Supreme Court Rules Police May Search Home Despite Tenant’s Objection
LOS ANGELES (CBSLA.com/AP) — The Supreme Court sided Tuesday with Los Angeles Police Department officers in a ruling that states police officers may enter and search a home without a warrant as long as one occupant consents, even if another resident has previously objected.
The ruling — based on a controversial case involving a 2009 Los Angeles Police Department search — gives the police more leeway to search homes without obtaining a warrant, even in situations where there is no emergency, the Associated Press reported.

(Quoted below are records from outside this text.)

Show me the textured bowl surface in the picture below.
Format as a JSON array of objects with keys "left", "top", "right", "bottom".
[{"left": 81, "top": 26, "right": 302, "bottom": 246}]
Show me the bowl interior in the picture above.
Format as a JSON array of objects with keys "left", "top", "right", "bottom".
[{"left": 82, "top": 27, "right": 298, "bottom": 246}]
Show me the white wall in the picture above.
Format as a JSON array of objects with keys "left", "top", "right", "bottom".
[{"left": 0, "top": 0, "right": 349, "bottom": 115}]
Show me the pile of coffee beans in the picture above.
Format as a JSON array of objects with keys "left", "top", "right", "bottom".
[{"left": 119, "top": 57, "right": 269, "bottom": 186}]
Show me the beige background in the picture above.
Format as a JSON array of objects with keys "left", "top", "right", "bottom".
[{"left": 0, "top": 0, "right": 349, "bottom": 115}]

CBS News Senior Legal Analyst Andrew Cohen said Justice Samuel Alito wrote the court’s 6-3 decision holding that an occupant may not object to a search when he is not at home.
“The bottom line is that the court has expanded the power of the police to conduct warrantless searches of residences even when someone inside the residence refuses to consent to the search,” said Cohen.
Police found a shotgun, ammunition and a knife when they searched the Los Angeles apartment that Walter Fernandez shared with his girlfriend, Roxanne Rojas.
Fernandez told police they could not enter. But shortly after his arrest, officers returned to the apartment and persuaded Rojas to let them in.
Fernandez is serving a 14-year prison term on robbery and guns charges.